Tether Backs t-0 Network in Push to Replace SWIFT with USDT Rails
Tether’s undisclosed investment in t-0 network aims to replace correspondent banking with USDT-based net settlement for licensed institutions.
Tether has executed a strategic investment in t-0 network, a move designed to embed USDT directly into the backend of traditional banking. The undisclosed deal funds a settlement layer where licensed banks and fintechs can conduct fiat-to-fiat transfers using USDT as the intermediate rail, effectively bypassing legacy correspondent banking networks.
The Mechanism: “Shadow SWIFT”
While the front end resembles a standard bank transfer, users send and receive local currency. The t-0 infrastructure utilizes USDT for the settlement leg. Unlike the real-time gross settlement (RTGS) models used by central banks, t-0 employs a non-custodial net-settlement model. This allows institutions to batch transactions and settle net differences on-chain, compressing days of SWIFT latency into seconds.

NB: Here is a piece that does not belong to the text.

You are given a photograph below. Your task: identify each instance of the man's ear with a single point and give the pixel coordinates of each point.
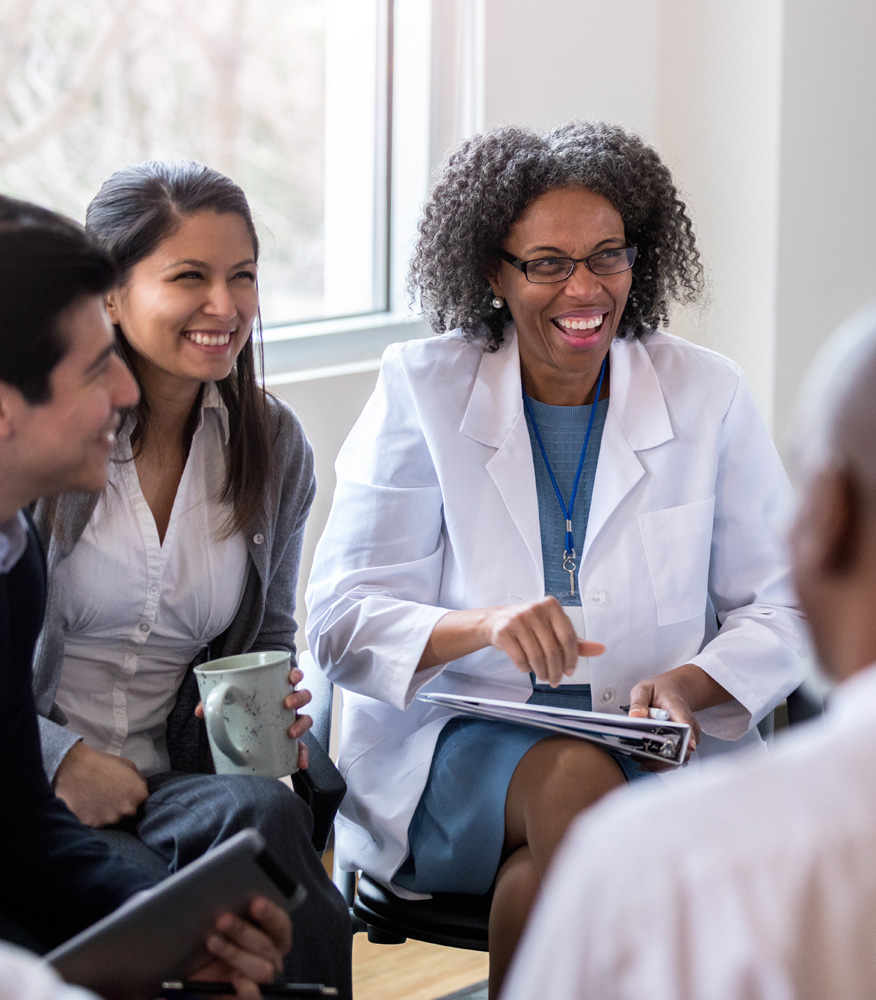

Paolo Ardoino, Tether’s CEO, framed the investment as an attack on TradFi inefficiencies:
The t-0 network directly addresses the complexity of international payments by combining real-time settlement, cost efficiency, FX transparency, and global reach.
Institutional Plumbing
This is not a retail wallet play. The t-0 network, led by CEO James Brownlee, is strictly B2B infrastructure. By focusing on licensed financial institutions, Tether is leveraging its $185.6 billion market cap to solve the liquidity fragmentation that plagues cross-border payments. The “t-0” branding, a nod to the “T+0” (instant) settlement standard, signals an intent to outpace the T+1 cycles currently being adopted by major stock exchanges.
For Tether, the play diversifies revenue beyond the high-yield Treasury bills backing its reserves. By locking USDT into the operational flows of fintechs, the stablecoin issuer reduces its reliance on crypto exchange volume and positions itself as a critical vendor for global trade settlement.